The first implementation of “import” functionality based on import for bdb has two major drawbacks: - bad performance compared to bdb import - database size grows out of control This document present a proposal to fix theses issues. By “import” I mean the ldif2db, reindex, total update and upgrade functionalities.
In bdb plugibn code there are two way to import things - reindex / upgrade - import / total update
reindex is handled by a single thread that read the entries then update the indexes.
importi/total update is handled by a set of threads:
thread | role |
---|---|
ldif2db provider | read ldif entries and push them towards foreman |
total update provider | push added entry towards foreman |
foreman | write entry in db, update special indexes like entryrdn, push entry towards workers |
worker | There are one worker per attributes (regular or vlv) to index. a worker thread is in charge of updating a single attribute |
This is quite efficient because a thread handled all the write in a db instance. Infortunately lmdb allows only a single active write txn so the write cannot be parallelized (and by calling back some backend function, read txn are implicitely used which also cause trouble with lmdb )
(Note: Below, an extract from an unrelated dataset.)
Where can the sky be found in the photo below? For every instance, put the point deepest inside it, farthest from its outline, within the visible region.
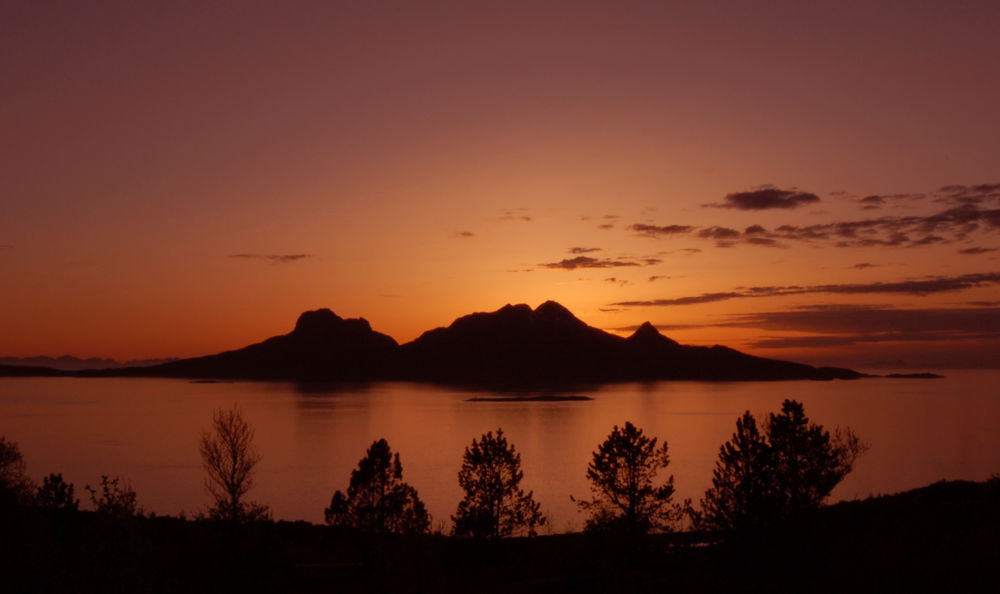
(810, 181)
The idea is to have the same model for all functions with the following threads:
SOURCE | THREAD | THREADS | THREAD | RESULT |
---|---|---|---|---|
WORKER | ||||
WORKER | ||||
LDIF | PROVIDER | WORKER | WRITER | Main database |
WORKER | ||||
WORKER |
SOURCE | THREAD | THREADS | THREAD | RESULT |
---|---|---|---|---|
WORKER | ||||
WORKER | ||||
Main database id2entry | PROVIDER | WORKER | WRITER | Main database |
WORKER | ||||
WORKER |
SOURCE | THREAD | THREADS | THREAD | RESULT |
---|---|---|---|---|
WORKER | ||||
WORKER | ||||
Main database id2entry | PROVIDER | WORKER | WRITER | Main database |
WORKER | ||||
WORKER |
SOURCE | THREADS | THREAD | THREADS | THREAD | RESULT |
---|---|---|---|---|---|
WORKER | |||||
WORKER | |||||
Suplier | LDAP operation working thread | PROVIDER | WORKER | WRITER | Main database |
WORKER | |||||
WORKER |
thread | role |
---|---|
index/upgrade provider | read entries from id2entry (releasing the txn aftewards) and push them towards workers |
ldif2db provider | read ldif entries and push them towards workers |
bulk import provider | get entries from bulk import queue, prepare the entry info and parent entry info (delaying the entry until the parent is added) then push the entry to worker queues |
ldap operation worker threads | push added entry towards bulk import provider |
workers | Compute ancestors ids (from DN or from parent id) using entryrdn cache or entryrdn db instance Push toward writer the 3 entryrdn keys (The entry, The parent entry, The child entry (of parent)) and data Push toward writer the ancestorid keys and data Push toward writer the id2entry key and data Push toward writer all indexes keys and data |
writer | Wait until enough triplet (dbi, key, data) are in the queue the open a write txn put key,data in dbi then commit the txn and flush the entryrdn cache |
Change backend state (to referral)
if Import of Total update:
delete the backend bdi ...
Generate be attribute list and open/create associated dbi
Special dbi/indexes:
id2entry (if upgrade rename it to :id2entry to avoid overwriting it.
ANCESTORID
ENTRYRDN
numsubordinates
Note: in upgrade/reindex case the entries keep the same id, and entryrdn is not recomputed because:
* migration from old dn model to "new" dn model support is not supported over bdb.
* if entryrdn is broken we are no more able to get the entry dn anyway
avl_apply(job->inst->inst_attrs, (IFP)dbmdb_import_attr_callback,
(caddr_t)job, -1, AVL_INORDER);
vlv_getindices((IFP)dbmdb_import_attr_callback, (void *)job, be);
if upgrade/reindex:
Determine which attribute must be indexed
For all reindexed file:
reset the dbi and mark it as DIRTY
set the index off line (index->ai->ai_indexmask &= ~INDEX_OFFLINE)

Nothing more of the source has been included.